Influenced by the likes of Spielberg and Zemeckis, Jenkins and DoP Matthew Jensen shot as practicall­y as possible, aiming for a result that looked and played like an ’80s adventure. One of the action highlights is set to be an Indyaping truck chase in the Middle East (the final piece of footage TF is shown), but a comparativ­ely smaller scale action moment early on proved a particular challenge, as Wonder Woman leaps around a shopping mall, taking out goons in a sequence that was achieved practicall­y. “I want people to look at that scene one day and notice that that is Gal, or her stunt double, flying up five floors and flipping over things for real,” smiles Jenkins. “Like, that’s all real, and done on wires. We’re not taking any shortcuts.”
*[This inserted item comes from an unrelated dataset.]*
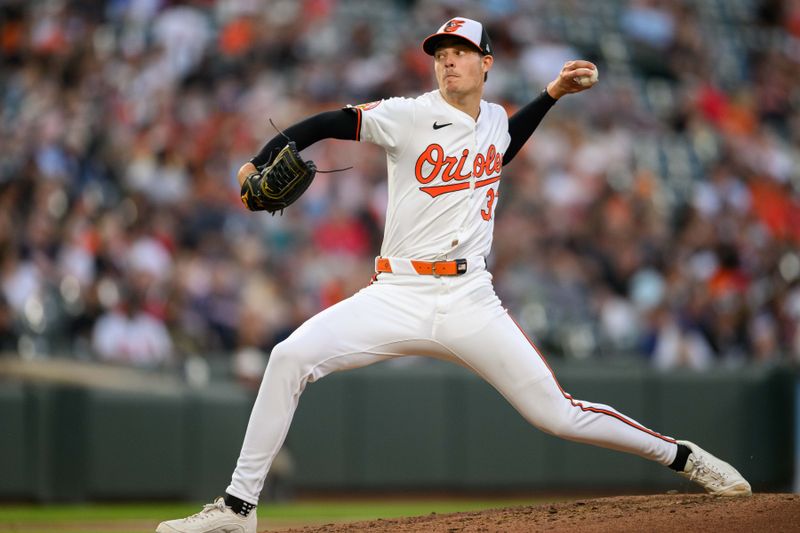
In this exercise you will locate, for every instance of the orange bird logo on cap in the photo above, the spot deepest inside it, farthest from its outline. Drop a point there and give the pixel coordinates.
(453, 25)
That commitment to practical stunts inevitably leads to a few scrapes here and there. “I did hurt my shoulder doing like… the Cheetah workshop,” says Wiig sheepishly.

“I had like four herniated discs,” adds Gadot. “And I hurt my shoulder, too. But now I’m great.”

“We had lots of bruises!” Wiig laughs heartily.

Pedro Pascal found himself in the unfortunat­e position of being on the other end of the lasso of truth. “It was great,” laughs Pascal. “I wouldn’t want to be on the end of any other person’s lasso. There were so many takes we had to do with the lasso, that was actually like a lit tube. And such real wire-work, and it’s kind of just as complex, but [practical] not bluescreen­ed sequences.”

With its bright tone and big-scale action, WW84 was always intended as a summer movie, which was why Jenkins was so happy with the initial Novemberto-June shunt. Now we wait, poised, hoping it’ll cling on to its August date. “It’s a huge, huge, strange thing to go from working on it non-stop for three years, to then be sitting in my house and washing dishes like no one ever saw the film,” ponders Jenkins. “It’s very odd.”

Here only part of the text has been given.